If you're going to all that effort for storage that's only functioning part of the time, it probably makes more sense to buy dedicated batteries which you can put wherever is convenient for the grid and will be available 100% of the time.
Your thinking the wrong way around. The batteries are already there, sitting around all throughout the day night and weekend. Its not like these are bought primarily to be energy storage, its just a side benefit. There is almost no extra effort. When they are not in use they already sit in a storage hall, plugged in to the wall. There is nothing special required to make this work.
They will only be used for a morning and an afternoon trip so they will still have 18h or so of uptime. Not using something thats otherwise unused would be a waste.
The batteries are there but you also need the expensive bidirectional chargers, software and hardware support in the vehicle, and you need the grid at some random school to be able to cope with tens or hundreds of kilowatts of feed-in power. There's quite a lot involved in connecting a vehicle's battery to the grid.

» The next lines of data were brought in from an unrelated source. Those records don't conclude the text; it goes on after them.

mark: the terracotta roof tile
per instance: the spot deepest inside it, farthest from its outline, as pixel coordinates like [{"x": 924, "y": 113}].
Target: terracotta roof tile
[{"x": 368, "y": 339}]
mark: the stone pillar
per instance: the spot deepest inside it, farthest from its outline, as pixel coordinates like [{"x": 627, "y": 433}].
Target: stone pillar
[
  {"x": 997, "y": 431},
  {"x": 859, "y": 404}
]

This setup only makes sense as long as batteries are expensive, and that won't be the case for very long. The logistics of grid storage are much simpler when you don't have the vehicle or chargers to deal with and can connect straight to a high voltage line.
Future this future that. The batteries are still expensive now.

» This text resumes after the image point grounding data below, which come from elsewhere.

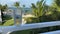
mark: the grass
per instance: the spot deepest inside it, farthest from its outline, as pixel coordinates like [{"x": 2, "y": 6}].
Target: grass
[
  {"x": 9, "y": 22},
  {"x": 22, "y": 32}
]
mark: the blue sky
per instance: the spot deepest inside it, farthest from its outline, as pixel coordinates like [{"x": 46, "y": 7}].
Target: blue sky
[{"x": 22, "y": 2}]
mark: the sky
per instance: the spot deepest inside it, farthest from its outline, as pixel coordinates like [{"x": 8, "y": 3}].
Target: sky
[{"x": 27, "y": 3}]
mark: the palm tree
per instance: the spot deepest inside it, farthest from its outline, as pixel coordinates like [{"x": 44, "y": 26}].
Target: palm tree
[
  {"x": 3, "y": 8},
  {"x": 16, "y": 4},
  {"x": 38, "y": 8}
]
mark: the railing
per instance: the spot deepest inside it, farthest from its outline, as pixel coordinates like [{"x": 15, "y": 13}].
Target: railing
[{"x": 9, "y": 29}]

expensive bidirectional chargers, software and hardware support in the vehicle
In comparison all those things are negligible in terms of cost. Its already completely standard equipment thats being mass produced.
tens or hundreds of kilowatts of feed-in power
No. This is not required. You can just feed into the grid through a standard wall plug or whatever is used in the US.

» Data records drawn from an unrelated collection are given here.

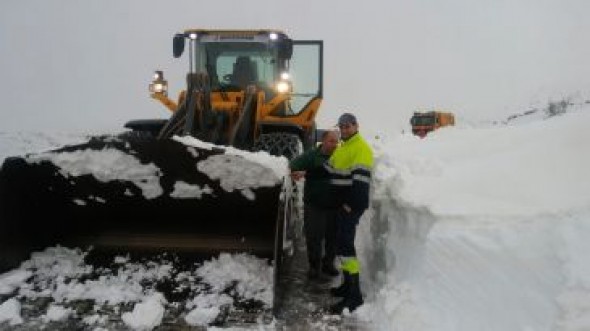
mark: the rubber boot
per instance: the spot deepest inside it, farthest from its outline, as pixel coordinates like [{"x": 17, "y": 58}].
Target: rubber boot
[
  {"x": 329, "y": 269},
  {"x": 314, "y": 271},
  {"x": 353, "y": 298},
  {"x": 341, "y": 290}
]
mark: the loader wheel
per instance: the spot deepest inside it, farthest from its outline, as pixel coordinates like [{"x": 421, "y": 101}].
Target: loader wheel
[{"x": 279, "y": 144}]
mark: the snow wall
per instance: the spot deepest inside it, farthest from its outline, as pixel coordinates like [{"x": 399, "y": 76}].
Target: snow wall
[{"x": 480, "y": 229}]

This is a well proven method and works exactly like with solar power feed in. The current can be limited to whatever the hardware supports. However if you build charging stations, then these will already be capable of the power levels that you are talking about, so it wouldnt even be an issue.
School buses are primarily used twice per day, five days per week, and otherwise sit unused. The morning operation time (6-8am) is off-peak so it won't have much impact on the grid to lose some storage at that time, though the afternoon run (2-4pm) would be right in the middle of peak load time, so that might be an issue:
Probably the most sensible thing to do is have the bus batteries offset the school's own daytime power demand (when all the lights and climate control are operating) and then recharge during off-peak hours.
When you have the buses as batteries, they can not be used as buses. Most places use buses as a general public transport network and not just for school children. Hence they run through the entire day and need to be recharged over night. Students then just use the general public transport to go to school.
This is not a genius idea, but a waste of resources.
It's never really occurred to me that the US is quite unusual in having fleets of buses dedicated to getting kids to and from school. I wonder why that is?
Because yeah, here in the UK kids either go under their own steam, are dropped off by their parents, or take regular public transport (or a regular bus that's chartered for the school run twice a day).
Because us doesn't have public transit, and is pretty spread out, so walking isn't always feasible. A lot of people do drop kids off though, but it leads to huge traffic jams.
Probably liability? And maybe they only pay the drivers part time? Plus, the school buses are absolutely the cheapest money can buy. The seats are too close together for adults to use, and they still might not have seatbelts?